Simple, performant, battle-tested framework for building reliable AI applications
Project description
Timbal
Timbal 2.0 is in beta. The API is stable — we're finalizing docs and tooling before the full release.
Simple, performant, battle-tested framework for building reliable AI applications.
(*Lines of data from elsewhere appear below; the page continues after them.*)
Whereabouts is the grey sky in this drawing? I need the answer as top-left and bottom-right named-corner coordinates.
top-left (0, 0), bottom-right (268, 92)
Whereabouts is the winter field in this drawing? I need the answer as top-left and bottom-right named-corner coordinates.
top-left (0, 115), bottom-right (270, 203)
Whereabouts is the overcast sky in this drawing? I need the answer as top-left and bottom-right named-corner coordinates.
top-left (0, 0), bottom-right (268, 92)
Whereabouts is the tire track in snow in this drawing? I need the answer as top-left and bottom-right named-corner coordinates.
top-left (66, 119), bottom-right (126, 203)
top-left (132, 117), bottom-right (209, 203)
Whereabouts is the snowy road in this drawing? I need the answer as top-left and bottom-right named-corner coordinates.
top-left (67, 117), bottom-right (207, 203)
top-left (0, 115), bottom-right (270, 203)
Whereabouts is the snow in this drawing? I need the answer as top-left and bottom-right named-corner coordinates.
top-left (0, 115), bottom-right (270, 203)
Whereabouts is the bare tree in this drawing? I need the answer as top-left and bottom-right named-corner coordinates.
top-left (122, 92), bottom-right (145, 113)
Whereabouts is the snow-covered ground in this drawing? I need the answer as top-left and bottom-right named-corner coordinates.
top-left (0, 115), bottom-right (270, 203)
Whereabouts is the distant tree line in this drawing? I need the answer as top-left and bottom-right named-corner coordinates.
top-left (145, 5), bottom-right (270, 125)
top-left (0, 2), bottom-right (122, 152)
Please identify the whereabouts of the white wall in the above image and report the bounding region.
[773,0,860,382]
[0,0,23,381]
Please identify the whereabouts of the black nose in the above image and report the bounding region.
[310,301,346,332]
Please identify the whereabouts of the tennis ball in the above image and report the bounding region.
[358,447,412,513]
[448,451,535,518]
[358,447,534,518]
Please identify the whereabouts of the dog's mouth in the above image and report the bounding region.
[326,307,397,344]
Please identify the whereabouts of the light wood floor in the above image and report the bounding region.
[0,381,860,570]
Full documentation: docs.timbal.ai
Installation
pip install timbal
Timbal is modular. The bare install includes the agent/workflow engine, both Anthropic and OpenAI providers, MCP support, and tracing. Install extras only when you need them:
| Extra | What it adds | When to use |
|---|---|---|
timbal[server] |
FastAPI + uvicorn | Serving agents over HTTP |
timbal[documents] |
PyMuPDF + openpyxl + python-docx | Reading PDFs, Excel, Word files |
timbal[evals] |
rich | Running the evals CLI |
timbal[codegen] |
libcst + ruff | Using the code generation tools |
timbal[all] |
Everything above |
pip install 'timbal[server]'
pip install 'timbal[documents,evals]'
pip install 'timbal[all]'
From source
git clone https://github.com/timbal-ai/timbal.git
cd timbal
uv sync --dev
Two patterns, one interface
Agent — autonomous reasoning
The LLM decides what to do. You provide tools and a goal.
from timbal import Agent
from timbal.tools import WebSearch
from datetime import datetime
def get_datetime() -> str:
return datetime.now().isoformat()
agent = Agent(
name="assistant",
model="anthropic/claude-sonnet-4-6",
tools=[get_datetime, WebSearch()],
max_tokens=1024,
)
result = await agent.collect(prompt="What time is it in Tokyo right now?")
print(result.output)
Workflow — explicit pipelines
You define the steps. The framework handles concurrency and dependency resolution.
import httpx
from timbal import Workflow
from timbal.state import get_run_context
from timbal.tools import Write
async def fetch(url: str) -> str:
async with httpx.AsyncClient(follow_redirects=True) as client:
return (await client.get(url)).text
workflow = (
Workflow(name="scraper")
.step(fetch)
.step(
Write(),
path="./output.html",
content=lambda: get_run_context().step_span("fetch").output,
)
)
await workflow.collect(url="https://timbal.ai")
Independent steps run concurrently. Dependencies are inferred automatically from step_span() references — no manual wiring needed.
Calling runnables
All Agent, Workflow, and Tool instances share the same interface.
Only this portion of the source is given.